I taught my lesson at Lincoln Elementary School. It was an incredible experience and the lesson went perfectly for what they were doing in class: relays. I taught twenty-first graders who had so much energy and excitement that just filled the room. There smiles were the sunshine that was not shining that day. In terms of the teaching, I learned a lot about managing a group of squirmy kids in a thirty minute time slot, how to critique the students in a positive way, and know how to adjust to surroundings. In education, it is very common for things to not go according to plan.
My lesson plan was the first actual lesson that I had ever taught (while in college). I had really no expectations of how it was going to go and how confident I was going to be. I think that I had a very detailed and organized lesson plan. It was very simple to write because the teacher, gave me the warm-up and stretches (15 minutes of the class) that had to be done. Personally, I did not like his warm-up style of walking, running, and stretching. The kids were worn out and out of breath! Most of them do not like physical education class do to the entire class being running. I think my lesson plan could have included more time for another game if I did not have to do the warm-up series. The focus of the day was based on their unit that they had been working on, relays. I chose the game “Hungry Crabs” from PE Central because it allowed for the students to be in groups of four with colors and a new kind of a relay.
When I was introduced to teach the class, the first graders were SO excited! They all said that they were going to tell their friends at recess that they got to have a college teacher for PE. They loved Hungry Crabs because of the class competition and enthusiasm that I had for everyone, even the loosing team. They thought that receiving a high-five was the coolest thing. Their eyes got huge! Two of the teams were very competitive. One time one of the boys told another boy on the opposite team that he did not like him because he was on the green team and not the red team. The one little boy started crying and was so sad. I felt so bad, but told him that he was liked and that he had so many friends. He stopped crying a few minutes later and then was fine. The other boy got in trouble by Mr. Comstock and had to sit out for the rest of the day. The students were so bummed when the class was over and were sad when they found out that I was only teaching them for the day. In just a half-an-hour, it was hard not to become attached to the children. One girl gave me the biggest hug and told me that I must come back. Each student loved the lesson because they got to be crabs and have fun in PE class.

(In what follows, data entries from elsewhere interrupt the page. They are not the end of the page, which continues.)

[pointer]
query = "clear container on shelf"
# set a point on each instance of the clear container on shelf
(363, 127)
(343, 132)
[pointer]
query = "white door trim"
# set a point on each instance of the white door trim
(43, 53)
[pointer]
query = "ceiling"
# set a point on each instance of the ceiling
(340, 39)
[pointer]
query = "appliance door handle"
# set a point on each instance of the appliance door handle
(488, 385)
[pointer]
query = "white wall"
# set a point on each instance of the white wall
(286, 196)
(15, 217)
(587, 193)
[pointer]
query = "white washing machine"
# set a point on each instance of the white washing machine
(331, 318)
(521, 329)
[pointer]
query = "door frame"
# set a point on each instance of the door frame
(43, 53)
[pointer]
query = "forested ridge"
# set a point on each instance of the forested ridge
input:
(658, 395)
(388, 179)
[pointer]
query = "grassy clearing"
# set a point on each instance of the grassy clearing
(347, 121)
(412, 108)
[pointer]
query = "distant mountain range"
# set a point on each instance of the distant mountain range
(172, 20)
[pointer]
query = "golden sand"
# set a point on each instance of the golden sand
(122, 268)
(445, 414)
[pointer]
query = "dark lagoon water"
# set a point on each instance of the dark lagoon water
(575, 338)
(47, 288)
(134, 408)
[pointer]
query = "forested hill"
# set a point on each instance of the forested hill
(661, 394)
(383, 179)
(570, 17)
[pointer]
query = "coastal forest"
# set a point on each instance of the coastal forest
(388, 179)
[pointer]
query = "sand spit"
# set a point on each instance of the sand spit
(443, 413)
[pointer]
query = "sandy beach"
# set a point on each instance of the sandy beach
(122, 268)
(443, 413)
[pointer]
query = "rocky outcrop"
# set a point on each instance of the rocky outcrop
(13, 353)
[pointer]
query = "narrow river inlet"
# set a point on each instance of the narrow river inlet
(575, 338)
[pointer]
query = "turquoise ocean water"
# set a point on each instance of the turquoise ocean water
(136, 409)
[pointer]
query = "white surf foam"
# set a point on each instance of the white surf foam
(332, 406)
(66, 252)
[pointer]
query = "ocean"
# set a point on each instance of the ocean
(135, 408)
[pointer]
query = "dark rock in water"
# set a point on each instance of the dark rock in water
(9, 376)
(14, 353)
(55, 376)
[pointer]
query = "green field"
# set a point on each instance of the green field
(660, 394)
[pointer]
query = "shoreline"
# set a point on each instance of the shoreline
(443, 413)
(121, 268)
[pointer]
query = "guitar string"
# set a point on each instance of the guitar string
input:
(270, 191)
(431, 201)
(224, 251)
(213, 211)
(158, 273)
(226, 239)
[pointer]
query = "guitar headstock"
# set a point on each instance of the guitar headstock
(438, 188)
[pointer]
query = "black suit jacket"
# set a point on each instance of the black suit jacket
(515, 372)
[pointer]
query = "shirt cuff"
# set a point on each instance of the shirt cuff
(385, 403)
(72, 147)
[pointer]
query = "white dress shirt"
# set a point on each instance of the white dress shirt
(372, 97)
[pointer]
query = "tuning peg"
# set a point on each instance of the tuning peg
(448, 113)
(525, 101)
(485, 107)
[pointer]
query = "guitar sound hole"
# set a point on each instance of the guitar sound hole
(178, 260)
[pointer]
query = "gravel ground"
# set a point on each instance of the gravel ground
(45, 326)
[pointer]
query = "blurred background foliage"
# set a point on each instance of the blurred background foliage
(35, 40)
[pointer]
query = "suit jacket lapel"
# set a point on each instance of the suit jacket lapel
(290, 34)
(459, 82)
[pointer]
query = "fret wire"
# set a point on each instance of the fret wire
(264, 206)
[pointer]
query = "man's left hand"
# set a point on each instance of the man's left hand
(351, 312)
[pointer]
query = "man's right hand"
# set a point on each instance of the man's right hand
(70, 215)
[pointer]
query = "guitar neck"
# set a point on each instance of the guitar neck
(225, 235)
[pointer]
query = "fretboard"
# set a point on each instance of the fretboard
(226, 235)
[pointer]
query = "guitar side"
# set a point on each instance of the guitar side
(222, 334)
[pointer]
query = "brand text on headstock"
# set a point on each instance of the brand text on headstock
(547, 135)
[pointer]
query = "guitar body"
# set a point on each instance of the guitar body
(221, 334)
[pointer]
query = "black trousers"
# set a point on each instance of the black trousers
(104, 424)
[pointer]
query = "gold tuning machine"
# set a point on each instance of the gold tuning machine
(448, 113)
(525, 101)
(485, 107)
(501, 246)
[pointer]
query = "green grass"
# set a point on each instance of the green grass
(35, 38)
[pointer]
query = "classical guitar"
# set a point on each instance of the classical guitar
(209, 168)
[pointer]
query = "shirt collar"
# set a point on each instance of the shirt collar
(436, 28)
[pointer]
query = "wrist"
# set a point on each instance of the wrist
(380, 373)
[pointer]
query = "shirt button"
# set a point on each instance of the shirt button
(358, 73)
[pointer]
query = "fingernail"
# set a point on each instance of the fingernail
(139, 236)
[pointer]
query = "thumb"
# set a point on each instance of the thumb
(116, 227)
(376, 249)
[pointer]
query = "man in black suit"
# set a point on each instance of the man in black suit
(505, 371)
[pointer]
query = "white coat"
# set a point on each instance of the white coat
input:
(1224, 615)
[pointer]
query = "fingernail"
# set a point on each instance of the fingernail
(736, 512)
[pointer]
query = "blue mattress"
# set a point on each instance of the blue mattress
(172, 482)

The teacher gave a lot of very good comments that will help me be a better physical education teacher, and more so a teacher in general. He said that my lesson was “very well organized and excellent lesson plan” because it included the standards, options for special education students, and it was to the point of the lesson. Another positive comment was how excited and enthusiastic I was towards the students. He said after the lesson to me that my smile and actions towards the students were so kind, compassionate, and caring. He also loved how I gave each student a “high five” after they played the game, and at the end of the class while they were leaving. On the other hand, after all of the praise, I received some suggestions on what to work on for next time. Number one was to speak louder. I have always been quiet, but that day my voice was completely gone due to an illness that I had a few days before. I felt like a mouse because I could barely talk. I was planning on being loud too! Next, there was a little problem during the class on how to get all of the students quiet at once. He said to get a device or word to get attention or silence in the room. That was something that I should have come up with beforehand, but never thought about. The teacher just uses a whistle, but I was not comfortable using one because the sound reminds me of the military or a sport practice. Lastly, the best improvement advice was to give the students feedback during the activity. I praised them, but did not tell them what they could be doing to better themselves. The teacher made it very clear to me that I will be an effective teacher because of my sense of kindness and compassion towards the students, but also firmness and control of the class. He said that I could only get better from here! Each of the comments, strengths and weaknesses were very helpful to me in for the next lesson and beyond that I will teach.
I really enjoyed this as my first experience of teaching. I loved being out in the school and actually getting to teach the lesson. Not a lot of freshman can say that they got to teach in a school their second semester. Looking back now, almost two years later, I learned a lot of things that I need to improve on like: my voice needs to be louder and have more time for instruction. I have gained confidence in my speaking and people skills. as well as included more clarification and instruction, instead of rushing though it. By teaching, it allowed for me to teach a lesson designed by me and taught according to my style. My teaching and excitement will only grow more and more from here, especially as now I am so close to graduation!